Winter temperature had no effect on Pacific dunlin population growth, but low temperatures suppress the population growth of Atlantic dunlins, presumably because the weather on the northeast coast of US is more severe in winter than on the west coast. The average temperature (1979–2010) in December in New Jersey was around 2 °C, roughly 7 °C lower than on the west coast. Low winter temperature that reduces the availability of food resources could lead to starvation, poor body conditions, and a consequent increased mortality of wintering dunlins (Davidson and Evans 1982; Clark 2004, 2009).

A notable feature of the situation examined here is that falcon numbers rise steadily throughout our 36 year record, increasing about sevenfold in the Pacific and threefold in the Atlantic region (Fig. 2). It is well-documented that peregrines and merlins have increased strongly in North America during the past 30 years, and they have substantial distributional overlap with wintering dunlins (White et al. 2002).
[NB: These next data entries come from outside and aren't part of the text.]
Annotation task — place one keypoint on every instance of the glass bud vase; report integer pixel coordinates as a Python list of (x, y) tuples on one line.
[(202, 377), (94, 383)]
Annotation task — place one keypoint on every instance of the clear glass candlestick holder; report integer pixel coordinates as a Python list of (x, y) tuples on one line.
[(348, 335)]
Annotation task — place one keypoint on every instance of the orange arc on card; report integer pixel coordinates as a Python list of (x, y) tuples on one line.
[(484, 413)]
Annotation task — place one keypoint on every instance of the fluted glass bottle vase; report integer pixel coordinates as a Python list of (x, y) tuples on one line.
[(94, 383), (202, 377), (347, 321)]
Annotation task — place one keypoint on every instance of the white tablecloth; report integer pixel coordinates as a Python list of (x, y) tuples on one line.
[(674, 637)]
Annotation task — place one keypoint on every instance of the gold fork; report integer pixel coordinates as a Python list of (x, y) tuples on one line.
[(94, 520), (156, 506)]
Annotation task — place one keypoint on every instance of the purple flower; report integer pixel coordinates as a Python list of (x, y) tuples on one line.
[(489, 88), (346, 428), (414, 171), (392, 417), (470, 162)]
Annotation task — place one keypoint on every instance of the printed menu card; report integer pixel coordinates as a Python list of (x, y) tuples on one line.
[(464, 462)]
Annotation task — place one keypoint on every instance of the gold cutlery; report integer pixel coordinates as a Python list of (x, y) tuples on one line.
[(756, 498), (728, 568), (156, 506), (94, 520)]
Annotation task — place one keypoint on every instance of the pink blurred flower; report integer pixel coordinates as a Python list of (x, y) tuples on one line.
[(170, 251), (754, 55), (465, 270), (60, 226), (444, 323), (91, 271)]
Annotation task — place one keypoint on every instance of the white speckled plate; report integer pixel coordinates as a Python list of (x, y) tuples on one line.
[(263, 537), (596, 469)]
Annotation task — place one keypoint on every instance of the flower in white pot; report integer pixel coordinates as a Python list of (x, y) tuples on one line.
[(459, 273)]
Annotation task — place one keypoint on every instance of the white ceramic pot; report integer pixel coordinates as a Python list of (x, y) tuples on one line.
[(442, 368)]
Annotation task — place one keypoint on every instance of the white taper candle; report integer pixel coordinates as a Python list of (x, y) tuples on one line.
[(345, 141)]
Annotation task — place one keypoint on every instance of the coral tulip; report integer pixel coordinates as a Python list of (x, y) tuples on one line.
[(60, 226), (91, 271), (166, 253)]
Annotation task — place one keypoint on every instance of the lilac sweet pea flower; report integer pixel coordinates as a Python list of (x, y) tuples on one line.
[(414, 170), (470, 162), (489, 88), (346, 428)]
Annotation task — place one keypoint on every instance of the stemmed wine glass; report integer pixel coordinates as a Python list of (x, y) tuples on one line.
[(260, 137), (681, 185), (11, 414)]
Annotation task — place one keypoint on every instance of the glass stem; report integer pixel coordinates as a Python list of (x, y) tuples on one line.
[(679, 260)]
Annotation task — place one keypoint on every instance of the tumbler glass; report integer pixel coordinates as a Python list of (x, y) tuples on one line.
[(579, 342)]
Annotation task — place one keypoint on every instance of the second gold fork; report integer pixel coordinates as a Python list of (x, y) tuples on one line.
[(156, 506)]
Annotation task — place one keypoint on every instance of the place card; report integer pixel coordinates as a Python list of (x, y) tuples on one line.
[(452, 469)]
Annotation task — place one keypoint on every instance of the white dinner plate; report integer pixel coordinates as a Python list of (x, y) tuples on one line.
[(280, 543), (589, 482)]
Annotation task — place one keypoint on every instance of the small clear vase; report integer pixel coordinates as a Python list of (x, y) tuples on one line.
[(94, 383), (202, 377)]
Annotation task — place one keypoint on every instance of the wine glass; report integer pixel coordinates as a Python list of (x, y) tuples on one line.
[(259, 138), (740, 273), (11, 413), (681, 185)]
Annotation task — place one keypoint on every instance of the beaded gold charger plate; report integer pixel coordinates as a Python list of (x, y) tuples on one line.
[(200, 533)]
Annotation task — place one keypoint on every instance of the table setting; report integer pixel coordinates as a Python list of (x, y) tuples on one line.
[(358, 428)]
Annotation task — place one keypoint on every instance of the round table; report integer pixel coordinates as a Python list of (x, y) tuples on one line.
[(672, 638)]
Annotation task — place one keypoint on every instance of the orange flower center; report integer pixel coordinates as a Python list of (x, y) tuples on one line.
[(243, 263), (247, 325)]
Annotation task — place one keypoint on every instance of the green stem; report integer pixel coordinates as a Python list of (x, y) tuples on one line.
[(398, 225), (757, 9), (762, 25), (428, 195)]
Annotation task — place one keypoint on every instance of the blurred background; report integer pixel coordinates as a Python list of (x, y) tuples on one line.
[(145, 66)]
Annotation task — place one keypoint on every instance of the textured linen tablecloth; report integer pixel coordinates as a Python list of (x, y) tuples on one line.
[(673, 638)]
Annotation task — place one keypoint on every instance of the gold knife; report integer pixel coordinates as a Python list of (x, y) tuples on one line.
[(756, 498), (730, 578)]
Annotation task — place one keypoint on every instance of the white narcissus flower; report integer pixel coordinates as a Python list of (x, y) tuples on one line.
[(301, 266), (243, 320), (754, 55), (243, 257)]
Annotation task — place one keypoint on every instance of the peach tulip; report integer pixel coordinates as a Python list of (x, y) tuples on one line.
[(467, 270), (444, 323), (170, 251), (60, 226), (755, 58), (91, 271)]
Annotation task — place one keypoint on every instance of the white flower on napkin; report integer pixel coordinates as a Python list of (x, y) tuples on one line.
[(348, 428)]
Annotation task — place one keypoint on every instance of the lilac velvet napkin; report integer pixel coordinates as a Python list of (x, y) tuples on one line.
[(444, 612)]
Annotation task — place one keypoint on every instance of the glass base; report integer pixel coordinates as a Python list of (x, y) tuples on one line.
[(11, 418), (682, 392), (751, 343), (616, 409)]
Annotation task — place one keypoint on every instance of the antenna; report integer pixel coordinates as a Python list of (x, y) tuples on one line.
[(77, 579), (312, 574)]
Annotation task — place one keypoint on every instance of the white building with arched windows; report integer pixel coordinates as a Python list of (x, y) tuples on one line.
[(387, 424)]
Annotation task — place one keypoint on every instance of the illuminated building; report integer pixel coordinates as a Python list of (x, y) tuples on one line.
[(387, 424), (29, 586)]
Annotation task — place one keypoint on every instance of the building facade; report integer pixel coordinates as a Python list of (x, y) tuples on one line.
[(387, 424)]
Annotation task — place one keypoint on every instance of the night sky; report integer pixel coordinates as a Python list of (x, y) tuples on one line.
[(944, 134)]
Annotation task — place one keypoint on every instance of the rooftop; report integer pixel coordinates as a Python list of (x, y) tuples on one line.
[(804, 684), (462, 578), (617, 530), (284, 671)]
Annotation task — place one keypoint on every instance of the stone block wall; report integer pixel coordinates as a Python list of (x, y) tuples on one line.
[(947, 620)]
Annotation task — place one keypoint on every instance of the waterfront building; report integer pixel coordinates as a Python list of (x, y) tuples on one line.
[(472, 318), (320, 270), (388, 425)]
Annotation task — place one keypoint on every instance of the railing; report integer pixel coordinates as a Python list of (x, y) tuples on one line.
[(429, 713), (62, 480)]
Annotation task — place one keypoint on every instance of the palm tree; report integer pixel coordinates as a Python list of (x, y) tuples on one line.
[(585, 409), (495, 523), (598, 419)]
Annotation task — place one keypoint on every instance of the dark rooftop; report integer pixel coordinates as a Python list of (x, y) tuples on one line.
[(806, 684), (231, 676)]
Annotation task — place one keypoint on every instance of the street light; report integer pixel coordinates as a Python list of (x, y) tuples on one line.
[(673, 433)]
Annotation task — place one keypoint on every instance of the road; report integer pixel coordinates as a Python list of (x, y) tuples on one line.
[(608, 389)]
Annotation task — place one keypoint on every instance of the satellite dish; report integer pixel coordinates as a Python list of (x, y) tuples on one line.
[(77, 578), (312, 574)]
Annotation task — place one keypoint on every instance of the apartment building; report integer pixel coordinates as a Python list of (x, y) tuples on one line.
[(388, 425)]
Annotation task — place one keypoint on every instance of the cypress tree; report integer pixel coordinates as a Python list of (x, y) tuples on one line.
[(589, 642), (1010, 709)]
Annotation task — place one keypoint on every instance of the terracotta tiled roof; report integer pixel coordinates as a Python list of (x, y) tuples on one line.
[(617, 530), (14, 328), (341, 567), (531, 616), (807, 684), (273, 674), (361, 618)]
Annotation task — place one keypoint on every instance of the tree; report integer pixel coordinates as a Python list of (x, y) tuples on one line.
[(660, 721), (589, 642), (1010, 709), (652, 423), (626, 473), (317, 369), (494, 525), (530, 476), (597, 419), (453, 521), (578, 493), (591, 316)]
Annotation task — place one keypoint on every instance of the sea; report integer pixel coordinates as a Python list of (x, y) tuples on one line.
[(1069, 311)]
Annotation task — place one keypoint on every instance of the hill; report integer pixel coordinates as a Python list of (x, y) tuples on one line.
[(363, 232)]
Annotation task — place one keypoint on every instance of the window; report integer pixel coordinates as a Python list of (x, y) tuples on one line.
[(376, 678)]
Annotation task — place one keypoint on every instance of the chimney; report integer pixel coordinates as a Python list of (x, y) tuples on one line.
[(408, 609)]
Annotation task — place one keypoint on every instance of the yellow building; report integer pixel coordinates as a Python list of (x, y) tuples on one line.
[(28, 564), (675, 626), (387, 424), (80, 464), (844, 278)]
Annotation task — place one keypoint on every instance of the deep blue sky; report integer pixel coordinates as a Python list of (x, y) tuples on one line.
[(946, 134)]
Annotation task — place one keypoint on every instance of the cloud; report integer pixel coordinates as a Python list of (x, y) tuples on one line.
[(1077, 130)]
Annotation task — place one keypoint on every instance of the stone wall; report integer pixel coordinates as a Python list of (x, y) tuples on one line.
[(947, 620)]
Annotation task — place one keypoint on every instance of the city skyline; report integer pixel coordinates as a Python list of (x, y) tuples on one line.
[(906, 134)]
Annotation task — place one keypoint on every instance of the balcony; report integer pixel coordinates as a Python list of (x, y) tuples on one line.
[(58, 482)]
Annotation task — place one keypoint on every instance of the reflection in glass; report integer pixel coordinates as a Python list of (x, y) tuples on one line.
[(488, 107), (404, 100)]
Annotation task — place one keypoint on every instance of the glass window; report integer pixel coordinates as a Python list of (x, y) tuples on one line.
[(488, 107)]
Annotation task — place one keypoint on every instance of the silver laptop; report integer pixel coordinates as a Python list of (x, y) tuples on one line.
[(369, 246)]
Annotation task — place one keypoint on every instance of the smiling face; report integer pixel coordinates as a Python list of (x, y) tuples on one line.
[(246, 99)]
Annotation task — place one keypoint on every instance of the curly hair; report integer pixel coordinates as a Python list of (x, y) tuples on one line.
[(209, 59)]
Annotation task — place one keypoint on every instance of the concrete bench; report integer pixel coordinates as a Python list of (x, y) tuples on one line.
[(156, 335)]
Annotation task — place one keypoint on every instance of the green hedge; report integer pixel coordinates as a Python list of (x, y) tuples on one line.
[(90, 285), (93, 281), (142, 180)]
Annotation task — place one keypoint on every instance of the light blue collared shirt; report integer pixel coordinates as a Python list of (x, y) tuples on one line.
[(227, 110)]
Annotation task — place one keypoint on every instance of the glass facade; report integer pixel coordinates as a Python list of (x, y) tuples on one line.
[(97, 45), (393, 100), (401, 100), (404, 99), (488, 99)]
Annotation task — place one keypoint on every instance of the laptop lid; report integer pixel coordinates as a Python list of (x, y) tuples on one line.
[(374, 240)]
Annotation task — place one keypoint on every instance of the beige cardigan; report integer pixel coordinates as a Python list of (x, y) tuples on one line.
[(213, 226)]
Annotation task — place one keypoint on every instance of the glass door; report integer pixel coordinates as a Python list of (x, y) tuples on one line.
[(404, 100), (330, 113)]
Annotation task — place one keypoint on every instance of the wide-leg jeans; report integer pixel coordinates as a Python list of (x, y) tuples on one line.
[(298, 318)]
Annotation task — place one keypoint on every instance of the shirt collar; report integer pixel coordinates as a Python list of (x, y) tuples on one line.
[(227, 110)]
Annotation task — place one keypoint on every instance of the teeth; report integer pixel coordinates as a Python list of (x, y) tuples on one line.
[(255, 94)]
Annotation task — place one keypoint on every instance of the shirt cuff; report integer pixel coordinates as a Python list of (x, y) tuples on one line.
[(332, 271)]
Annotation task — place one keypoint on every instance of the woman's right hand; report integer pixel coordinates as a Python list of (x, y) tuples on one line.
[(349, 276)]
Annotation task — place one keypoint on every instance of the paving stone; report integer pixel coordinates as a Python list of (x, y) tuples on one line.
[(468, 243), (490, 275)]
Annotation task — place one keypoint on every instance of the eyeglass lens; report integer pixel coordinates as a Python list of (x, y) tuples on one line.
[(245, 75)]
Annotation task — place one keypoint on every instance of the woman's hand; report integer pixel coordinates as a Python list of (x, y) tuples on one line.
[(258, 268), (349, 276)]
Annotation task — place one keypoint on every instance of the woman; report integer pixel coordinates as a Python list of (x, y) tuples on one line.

Several reports verify that falcons kill significant fractions of the dunlin wintering at certain sites (Page and Whitacre 1975; Dekker et al. 2012). For example, Dekker et al. (2012) estimate that 16 % of the approximately 30,000 dunlin wintering at Boundary Bay, British Columbia, are killed by peregrines in the course of an average winter. However, this systematic increase in avian predator counts (peregrine falcon and merlin) has no detectable effect in our models on the year-to-year changes in dunlin numbers. Though initially surprising, this is consistent with other studies in which changes in predator numbers had little numerical effect on bird populations (Newton 1998; Holt et al. 2008). The lack of effect could arise from any of several mechanisms, including complete avoidance of predators by prey, compensatory predation (Errington 1945), or by predators switching to alternative prey as dunlin become less abundant (Cresswell 2011).

It seems implausible that wintering dunlins would be able to avoid falcons completely. Quite aside from the reports documenting high depredation by falcons of dunlins during winter (see above), the data reported here show that the majority of the CBC count circles we analyzed were occupied by both dunlins and falcons. A slightly more tenable possibility is that falcons switch to feeding on other prey species as dunlins decline in abundance. Peregrines and merlins both feed on a wide range of species, including pigeons and doves, waterfowl, songbirds, and shorebirds (e.g., Castellanos et al. 2006). We have no way to evaluate this hypothesis with our data.

In our view the most likely explanation for the lack of a population effect on dunlins of increased predator abundance is that the mortality due to falcons is compensatory, in that the prey killed by predators during winter would have died due to other agents of mortality (Perrins and Geer 1980; Newton 1998). A variety of mechanisms are possible, but we feel that the evidence currently available is most consistent with the hypothesis that the wintering sites occupied by dunlins are sufficiently crowded such that the removal of dunlins by predators lessens the intensity of competition for the resources necessary to avoid starvation. Predation danger has substantial effects on the behavior of migrating and wintering shorebirds, including selection of less food rich habitats by vulnerable birds (Ydenberg et al. 2002; Taylor et al. 2007; Pomeroy et al. 2008), and shorter lengths of stay at stopover sites (Ydenberg et al. 2004). These effects have intensified as falcon populations have increased (Ydenberg et al. 2004), including a well-documented case for wintering dunlins, who reduced their midwinter fat stores and took up energetically expensive over-ocean flight in place of roosting during high tides (Ydenberg et al. 2010). Apparently, these birds have reduced their investment in defense against starvation (lowered fat reserves) to gain defense against predators, which is entirely consistent with the increasing danger posed by falcons. However, without further information concerning the relationship between population density and demographical rates and the interactions between predators and this relationship, we are unsure exactly how compensatory mortality operates.